Grev yasakları ve mücadele çağrısı
Atalay, geçtiğimiz yıllarda artan grev yasaklarına karşı mücadele mesajı verdi. “Enerji ve karayollarında grev süreçleri başladı. Milli güvenlik gerekçesiyle yasaklansa da emekçinin sesi duyulacak” diyen Atalay, toplu sözleşme süreçlerinde işveren sendikalarının parasal konuları gündeme almak istemediğini, asıl sıkıntıların ise tam da bu noktada yaşandığını belirtti. “Grev hakkını sınırlayan her uygulama, işçiyle işveren arasındaki istişare kültürünü zedeliyor” dedi.
Vasıflı işçi krizi büyüyor
Türkiye’de vasıflı işçi bulmanın giderek zorlaştığına dikkat çeken Atalay, “MSen sıradan bir adam getirip de Milli Denizaltı'yı yapamazsın. Sıradan bir adam getirip dışarıdan, karın lapa lapa yağdığı yerde 80 metre elektrik direğinin tepesinde çalıştıramazsın. Makine Kimya'da arkadaşlarımız emekli oldu. Öyle bir ustaya ihtiyaç var ki, sonra Makine Kimya'nın sendika başkanı arkadaşlarımızı geri döndürdük.” sözleriyle nitelikli işgücünün önemini vurguladı. Atalay, işverenlerin ve hükümetin bu konuda yeterince farkındalık göstermediğini, asıl bedeli ise tüm toplumun ödediğini dile getirdi.
Asgari ücrette değişim talebi
Asgari ücret konusuna da değinen Atalay, mevcut yapının çalışanlar için yetersiz olduğunu ve yeni bir yasal düzenlemeye ihtiyaç duyulduğunu belirtti. “Bu asgari ücretle bir haftayı bile geçirmek mümkün değil. Kanun değişmeden, yapısı değişmeden Türk-İş olarak o masada olmayacağız” diyerek hükümete net bir uyarı gönderdi. Atalay’ın bu çıkışı, asgari ücret tartışmalarını yeniden alevlendirdi.

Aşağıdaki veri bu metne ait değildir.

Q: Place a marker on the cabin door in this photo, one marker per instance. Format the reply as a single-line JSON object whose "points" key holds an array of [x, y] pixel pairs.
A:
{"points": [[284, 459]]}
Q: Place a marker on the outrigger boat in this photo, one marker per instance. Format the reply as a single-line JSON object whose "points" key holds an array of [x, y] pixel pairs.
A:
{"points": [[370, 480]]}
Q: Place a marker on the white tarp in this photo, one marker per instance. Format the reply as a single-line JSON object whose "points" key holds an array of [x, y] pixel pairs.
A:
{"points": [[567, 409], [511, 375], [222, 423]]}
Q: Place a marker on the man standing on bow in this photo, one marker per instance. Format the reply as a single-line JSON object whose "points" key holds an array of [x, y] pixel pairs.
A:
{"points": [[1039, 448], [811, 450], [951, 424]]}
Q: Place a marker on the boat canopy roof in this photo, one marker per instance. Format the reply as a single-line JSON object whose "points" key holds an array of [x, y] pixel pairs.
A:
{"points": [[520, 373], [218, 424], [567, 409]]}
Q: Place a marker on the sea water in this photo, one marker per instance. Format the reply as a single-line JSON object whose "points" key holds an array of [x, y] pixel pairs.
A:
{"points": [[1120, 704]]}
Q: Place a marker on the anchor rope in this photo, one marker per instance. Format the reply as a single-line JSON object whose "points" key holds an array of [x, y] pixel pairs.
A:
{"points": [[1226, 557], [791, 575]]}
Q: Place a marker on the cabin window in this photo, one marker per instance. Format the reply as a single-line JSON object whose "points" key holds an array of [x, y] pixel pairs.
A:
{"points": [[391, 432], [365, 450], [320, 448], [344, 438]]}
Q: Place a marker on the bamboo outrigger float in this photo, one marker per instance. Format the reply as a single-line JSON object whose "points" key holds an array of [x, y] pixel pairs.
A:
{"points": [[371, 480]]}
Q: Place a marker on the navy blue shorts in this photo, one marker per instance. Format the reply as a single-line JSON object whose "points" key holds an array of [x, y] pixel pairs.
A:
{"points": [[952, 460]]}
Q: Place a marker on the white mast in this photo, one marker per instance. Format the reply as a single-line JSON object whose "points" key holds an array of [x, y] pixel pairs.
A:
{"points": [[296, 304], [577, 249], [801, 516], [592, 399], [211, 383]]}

Toplu sözleşme masasında kritik süreç
Toplu iş sözleşmeleriyle ilgili de konuşan Atalay, işveren sendikalarının parasal konuları masadan kaçırdığını, oysa işçilerin en büyük sıkıntısının ücretler ve sosyal haklar olduğunu söyledi. “27 Şubat’ta 21 maddelik teklif sunduk, hâlâ parasal konular konuşulmuyor. Sıkıntıların tamamı parayla ilgili” diyerek müzakere sürecindeki tıkanıklığa dikkat çekti.
Hükümete ve işverenlere açık çağrı
Basın toplantısının sonunda Atalay, hükümete ve işverenlere seslenerek, “işçinin talebine, sendikacıların talebine bir an evvel kulak versinler. Buradan hükümete bir daha sesleniyorum. İşçinin talebine kulak verin. İşçinin dayanma gücü kalmadı. Şu anda 10 yıllık usta bir işçi ortalama 35.000 lira, 40.000 lira civarında maaş alıyor. Bu maaşlar, bu maaş, şu anda işverenler bizim dışımızda, dışarıdan işçi alıyor” ifadelerini kullandı. Atalay’ın bu çıkışı, işçi hareketinde yeni bir dönemin habercisi olarak yorumlandı.